Easing Regulation A for emerging companies’ capital raises

As part of the JOBS Act, Congress directed the SEC to review the requirements related to Regulation A with an eye towards liberalizing the process and making it easier for emerging growth companies to raise capital.


Currently Regulation A is a provision in the Securities Act which permits companies, not already registered, to raise up to $5 million, without complying with the normal registration requirements of the Securities Act. The reduced requirements were designed to ease the capital raising process for smaller entities. Unfortunately, entities trying to raise capital under the Regulation A provisions still had to go through “blue sky” process in each state where they planned to solicit funds. This has proved to be a severe impediment to the use of Regulation A and consequently it is rarely used. Congress noted this when drafting the new provision in the JOBS Act.

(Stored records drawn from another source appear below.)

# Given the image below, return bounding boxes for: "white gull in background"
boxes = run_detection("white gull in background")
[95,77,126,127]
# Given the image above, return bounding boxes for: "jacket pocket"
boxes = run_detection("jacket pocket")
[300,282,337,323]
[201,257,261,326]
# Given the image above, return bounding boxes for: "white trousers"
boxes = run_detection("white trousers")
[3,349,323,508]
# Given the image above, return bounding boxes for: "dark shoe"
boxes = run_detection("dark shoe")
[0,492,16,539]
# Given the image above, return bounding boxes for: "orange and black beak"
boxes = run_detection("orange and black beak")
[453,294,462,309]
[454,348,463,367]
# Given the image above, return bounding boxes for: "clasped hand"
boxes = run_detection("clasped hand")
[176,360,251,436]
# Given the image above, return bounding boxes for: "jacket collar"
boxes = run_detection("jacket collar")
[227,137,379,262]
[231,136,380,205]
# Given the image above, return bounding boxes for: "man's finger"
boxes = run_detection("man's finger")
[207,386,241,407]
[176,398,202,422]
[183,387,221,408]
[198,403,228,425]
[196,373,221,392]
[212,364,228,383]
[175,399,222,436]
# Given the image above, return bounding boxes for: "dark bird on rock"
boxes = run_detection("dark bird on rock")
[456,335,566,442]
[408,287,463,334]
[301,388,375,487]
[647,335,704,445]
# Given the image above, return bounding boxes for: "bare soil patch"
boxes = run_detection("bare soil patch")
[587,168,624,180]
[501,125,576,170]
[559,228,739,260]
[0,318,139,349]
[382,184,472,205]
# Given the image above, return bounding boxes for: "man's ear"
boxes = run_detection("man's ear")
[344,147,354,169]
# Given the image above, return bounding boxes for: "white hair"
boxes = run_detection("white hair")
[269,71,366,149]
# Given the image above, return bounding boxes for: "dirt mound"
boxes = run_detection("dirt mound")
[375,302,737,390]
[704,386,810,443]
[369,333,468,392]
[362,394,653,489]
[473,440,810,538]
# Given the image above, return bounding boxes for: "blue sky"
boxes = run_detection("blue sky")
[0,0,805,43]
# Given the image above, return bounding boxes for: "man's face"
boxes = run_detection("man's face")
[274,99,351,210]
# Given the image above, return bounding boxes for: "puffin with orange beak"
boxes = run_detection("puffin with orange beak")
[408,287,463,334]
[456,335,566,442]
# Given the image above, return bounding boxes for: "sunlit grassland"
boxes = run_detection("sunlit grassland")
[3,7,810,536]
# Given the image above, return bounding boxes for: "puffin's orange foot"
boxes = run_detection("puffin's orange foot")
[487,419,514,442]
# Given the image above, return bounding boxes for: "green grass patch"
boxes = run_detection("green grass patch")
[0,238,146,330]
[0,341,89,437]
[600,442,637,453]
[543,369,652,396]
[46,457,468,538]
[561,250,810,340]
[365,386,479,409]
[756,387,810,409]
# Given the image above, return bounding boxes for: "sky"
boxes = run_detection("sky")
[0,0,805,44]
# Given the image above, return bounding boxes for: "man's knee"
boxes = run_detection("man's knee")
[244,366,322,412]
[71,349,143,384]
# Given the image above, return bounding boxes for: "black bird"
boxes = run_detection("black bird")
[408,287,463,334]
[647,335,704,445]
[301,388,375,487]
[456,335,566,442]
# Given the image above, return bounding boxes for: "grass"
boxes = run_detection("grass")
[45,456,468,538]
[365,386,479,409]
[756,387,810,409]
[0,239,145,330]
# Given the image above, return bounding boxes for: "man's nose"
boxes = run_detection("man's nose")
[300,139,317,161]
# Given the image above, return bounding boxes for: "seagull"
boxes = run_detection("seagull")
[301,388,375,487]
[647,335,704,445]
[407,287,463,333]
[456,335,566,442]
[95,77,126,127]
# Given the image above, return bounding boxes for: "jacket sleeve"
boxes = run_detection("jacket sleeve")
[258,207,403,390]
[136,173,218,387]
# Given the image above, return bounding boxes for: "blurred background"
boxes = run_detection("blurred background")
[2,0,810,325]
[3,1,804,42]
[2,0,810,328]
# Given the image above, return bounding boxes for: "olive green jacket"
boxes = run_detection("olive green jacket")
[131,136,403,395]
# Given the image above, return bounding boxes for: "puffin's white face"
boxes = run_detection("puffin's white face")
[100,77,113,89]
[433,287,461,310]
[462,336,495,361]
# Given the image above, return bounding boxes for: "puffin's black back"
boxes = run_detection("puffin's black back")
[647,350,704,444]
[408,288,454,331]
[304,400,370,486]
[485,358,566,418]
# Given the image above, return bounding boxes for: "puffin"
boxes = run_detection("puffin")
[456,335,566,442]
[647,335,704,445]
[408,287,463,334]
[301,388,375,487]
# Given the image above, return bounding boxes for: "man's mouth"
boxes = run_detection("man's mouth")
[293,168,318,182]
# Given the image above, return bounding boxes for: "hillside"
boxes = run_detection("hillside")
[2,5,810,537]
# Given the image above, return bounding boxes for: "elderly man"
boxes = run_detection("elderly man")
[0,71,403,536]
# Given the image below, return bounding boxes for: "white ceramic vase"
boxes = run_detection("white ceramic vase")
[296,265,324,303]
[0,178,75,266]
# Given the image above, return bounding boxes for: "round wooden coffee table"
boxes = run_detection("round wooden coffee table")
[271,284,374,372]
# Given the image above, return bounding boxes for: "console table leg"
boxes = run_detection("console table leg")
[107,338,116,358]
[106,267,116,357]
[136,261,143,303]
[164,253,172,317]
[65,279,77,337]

In December 2013, the SEC issued proposed revisions to Regulation A in response to the legislative mandate, and this new Regulation A may prove to be a more attractive option for entities seeking to raise capital. The proposal creates two tiers of offerings. Tier 1 retains the $5 million annual limitation and much of the current rules. Tier 2 is the more interesting proposal.

The proposed Regulation A Tier 2 has the following features:

  • Offering limit is $50 million in a 12 month period
  • Insiders may sell up to $15 million in a 12 month period
  • A new offering document, Form 1-A must be filed with the SEC and is subject to review and declared effective
  • These offerings are exempt from state “blue sky” requirements
  • No limits on types of investors, but an investor is limited in how much can be invested
  • No restrictions on resale of the securities
  • An issuer may test the waters with investors prior to submitting the offering document
  • Audited financial statements are required for the offering document
  • A Tier 2 issuer will be subject to ongoing reporting to its investors annually and semiannually. The annual communication must include audited financial statements.

The proposed rule was subject to a 60 day comment period, which has expired.